But for a debut collection, it made sense that Lantink wanted to introduce more of himself than Jean Paul Gaultier. Some of the most surprising pieces referenced Lantink’s namesake brand, such as the naked body suits and the lumpy bras, more than anything in the JPG vocabulary. And yet, in the provocation of these pieces, Monsieur Gaultier was present all along. In a moment where fashion seems obsessed with notions of “wearability”, Lantink’s collection was iconoclastically unwearable. Or, not unless you’re a very brave soul. That JPG sense of playfulness was there throughout and even the man himself sat smiling in the front row.

Chanel

 

Under a whole solar system of warmly illuminated planets, we got our first glimpse of Matthieu Blazy’s Chanel. It was obvious that he was thinking big for his debut. After a short but perfect tenure at Bottega Veneta, where the world learned his name and witnessed his sartorial alchemy, Blazy’s ascendancy to the top of Chanel brought a renewed excitement to one of the world’s most popular brands. But with that came a certain challenge: Where do you begin? Even those without an interest in fashion can spot Chanel’s house icons — the tweed jackets, the double-C emblem, the little black dress. Blazy had to not only win over the fashion pack but the rest of the universe, too. Suddenly, the planets made sense.
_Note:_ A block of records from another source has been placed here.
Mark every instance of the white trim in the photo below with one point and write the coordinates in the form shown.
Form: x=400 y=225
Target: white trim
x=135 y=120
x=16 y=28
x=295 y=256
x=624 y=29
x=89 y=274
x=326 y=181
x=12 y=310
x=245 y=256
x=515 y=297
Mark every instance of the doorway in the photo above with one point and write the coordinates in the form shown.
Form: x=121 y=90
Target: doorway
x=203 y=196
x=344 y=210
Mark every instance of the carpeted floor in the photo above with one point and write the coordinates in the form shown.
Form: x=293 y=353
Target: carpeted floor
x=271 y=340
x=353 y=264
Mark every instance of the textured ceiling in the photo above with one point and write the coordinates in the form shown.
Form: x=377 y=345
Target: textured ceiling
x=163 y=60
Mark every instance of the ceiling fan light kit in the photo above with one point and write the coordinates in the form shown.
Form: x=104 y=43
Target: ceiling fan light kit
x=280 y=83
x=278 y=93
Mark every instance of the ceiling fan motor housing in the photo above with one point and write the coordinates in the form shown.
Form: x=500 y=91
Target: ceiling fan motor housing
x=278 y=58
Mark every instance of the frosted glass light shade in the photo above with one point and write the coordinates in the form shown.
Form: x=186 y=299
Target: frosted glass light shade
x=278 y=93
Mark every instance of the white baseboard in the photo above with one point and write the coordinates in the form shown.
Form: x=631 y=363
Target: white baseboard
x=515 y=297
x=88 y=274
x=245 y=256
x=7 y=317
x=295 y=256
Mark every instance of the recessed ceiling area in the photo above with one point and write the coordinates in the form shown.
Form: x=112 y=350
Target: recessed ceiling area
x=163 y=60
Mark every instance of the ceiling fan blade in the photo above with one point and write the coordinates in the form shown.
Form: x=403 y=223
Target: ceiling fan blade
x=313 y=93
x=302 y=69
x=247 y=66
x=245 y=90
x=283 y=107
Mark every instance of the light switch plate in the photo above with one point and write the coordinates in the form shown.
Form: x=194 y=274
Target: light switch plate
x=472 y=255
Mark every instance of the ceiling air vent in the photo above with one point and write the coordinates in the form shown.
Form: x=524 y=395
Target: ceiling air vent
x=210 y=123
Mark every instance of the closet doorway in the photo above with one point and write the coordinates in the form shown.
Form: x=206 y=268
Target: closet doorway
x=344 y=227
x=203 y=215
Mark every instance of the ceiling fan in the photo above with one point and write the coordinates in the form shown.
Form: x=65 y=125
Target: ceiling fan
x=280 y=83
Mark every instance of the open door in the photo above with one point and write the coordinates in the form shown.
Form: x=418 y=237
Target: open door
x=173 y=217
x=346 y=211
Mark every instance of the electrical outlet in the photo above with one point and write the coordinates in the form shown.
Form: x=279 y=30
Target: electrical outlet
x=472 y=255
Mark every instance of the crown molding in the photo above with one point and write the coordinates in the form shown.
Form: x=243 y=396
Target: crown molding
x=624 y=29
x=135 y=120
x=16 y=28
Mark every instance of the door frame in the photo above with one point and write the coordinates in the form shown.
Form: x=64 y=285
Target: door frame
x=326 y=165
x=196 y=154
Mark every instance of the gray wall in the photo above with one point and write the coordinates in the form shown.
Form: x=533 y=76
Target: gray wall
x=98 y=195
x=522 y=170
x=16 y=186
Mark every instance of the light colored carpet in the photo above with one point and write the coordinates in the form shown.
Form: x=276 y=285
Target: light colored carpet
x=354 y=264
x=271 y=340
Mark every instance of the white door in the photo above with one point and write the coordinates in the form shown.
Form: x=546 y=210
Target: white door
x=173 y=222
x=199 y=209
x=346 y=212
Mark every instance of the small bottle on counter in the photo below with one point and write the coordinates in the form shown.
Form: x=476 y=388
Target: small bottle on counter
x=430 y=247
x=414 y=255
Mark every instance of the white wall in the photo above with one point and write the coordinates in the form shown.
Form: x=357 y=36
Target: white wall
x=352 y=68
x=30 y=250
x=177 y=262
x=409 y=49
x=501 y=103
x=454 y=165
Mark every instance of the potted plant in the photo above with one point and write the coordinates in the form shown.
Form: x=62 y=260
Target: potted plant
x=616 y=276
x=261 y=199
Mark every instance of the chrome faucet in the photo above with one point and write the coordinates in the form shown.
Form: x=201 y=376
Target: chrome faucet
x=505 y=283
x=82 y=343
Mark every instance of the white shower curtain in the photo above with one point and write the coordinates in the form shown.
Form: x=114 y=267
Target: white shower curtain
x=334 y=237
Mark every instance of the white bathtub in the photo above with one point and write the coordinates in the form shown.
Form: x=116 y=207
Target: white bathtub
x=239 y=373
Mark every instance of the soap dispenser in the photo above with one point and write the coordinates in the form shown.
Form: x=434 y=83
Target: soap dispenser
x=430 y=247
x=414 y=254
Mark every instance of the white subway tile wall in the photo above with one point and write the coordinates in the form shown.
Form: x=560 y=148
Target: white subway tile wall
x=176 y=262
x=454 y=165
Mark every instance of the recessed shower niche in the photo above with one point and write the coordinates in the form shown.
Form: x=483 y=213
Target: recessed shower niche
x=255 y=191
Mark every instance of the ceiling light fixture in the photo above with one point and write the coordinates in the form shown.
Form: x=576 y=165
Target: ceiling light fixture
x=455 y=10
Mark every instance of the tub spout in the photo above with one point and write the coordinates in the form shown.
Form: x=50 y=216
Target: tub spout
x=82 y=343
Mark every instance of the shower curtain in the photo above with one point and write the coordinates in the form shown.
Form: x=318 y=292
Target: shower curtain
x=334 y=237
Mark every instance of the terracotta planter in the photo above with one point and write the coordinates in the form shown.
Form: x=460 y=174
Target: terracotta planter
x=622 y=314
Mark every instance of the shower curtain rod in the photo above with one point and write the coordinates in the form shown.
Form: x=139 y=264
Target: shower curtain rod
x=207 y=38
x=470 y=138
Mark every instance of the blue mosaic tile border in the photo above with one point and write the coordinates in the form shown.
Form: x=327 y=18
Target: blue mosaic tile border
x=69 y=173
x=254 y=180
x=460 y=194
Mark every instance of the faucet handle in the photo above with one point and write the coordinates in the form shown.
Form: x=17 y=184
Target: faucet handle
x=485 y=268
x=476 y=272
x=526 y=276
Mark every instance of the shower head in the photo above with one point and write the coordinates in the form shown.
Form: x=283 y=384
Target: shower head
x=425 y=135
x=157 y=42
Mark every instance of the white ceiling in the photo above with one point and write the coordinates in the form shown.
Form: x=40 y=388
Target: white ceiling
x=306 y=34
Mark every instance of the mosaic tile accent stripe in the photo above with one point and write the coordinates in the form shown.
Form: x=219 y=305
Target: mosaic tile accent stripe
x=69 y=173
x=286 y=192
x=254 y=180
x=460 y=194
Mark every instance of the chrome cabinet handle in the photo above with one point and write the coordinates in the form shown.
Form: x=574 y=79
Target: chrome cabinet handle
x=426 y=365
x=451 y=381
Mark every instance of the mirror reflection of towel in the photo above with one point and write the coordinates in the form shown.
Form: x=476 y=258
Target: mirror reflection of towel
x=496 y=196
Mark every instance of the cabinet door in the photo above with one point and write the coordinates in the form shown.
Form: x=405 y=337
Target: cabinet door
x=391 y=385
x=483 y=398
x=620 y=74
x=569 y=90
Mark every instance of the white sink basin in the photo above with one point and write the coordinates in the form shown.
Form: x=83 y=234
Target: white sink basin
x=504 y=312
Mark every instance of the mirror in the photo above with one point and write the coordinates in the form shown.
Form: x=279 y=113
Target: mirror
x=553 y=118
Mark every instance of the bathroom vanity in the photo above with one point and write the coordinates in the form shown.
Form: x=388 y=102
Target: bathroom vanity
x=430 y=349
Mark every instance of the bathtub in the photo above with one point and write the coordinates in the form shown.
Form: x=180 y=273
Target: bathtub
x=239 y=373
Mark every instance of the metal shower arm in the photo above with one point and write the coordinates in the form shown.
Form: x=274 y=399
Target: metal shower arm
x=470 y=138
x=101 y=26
In a move that felt typically Blazy, his first look for Chanel was distinctly masculine — a two-piece houndstooth set, a slightly loose but pleated trouser with a cropped jacket, buttoned closed, with rolled-up cuffs. For a house that has famously never produced menswear, it was bold. In the show notes, Blazy spoke of bringing “Chanel proportions” to masculine silhouettes. The tweed suits, because there had to be tweed suits, were remixed and remodelled. Some were given frayed edges, some were rendered to resemble burlap, some looked completely inside-out, and some had exaggerated round shoulders. The brilliance of Blazy’s debut lies in the fact that he’s managed to bring so much of himself to Chanel, whilst also keeping the unique language of the French house totally intact.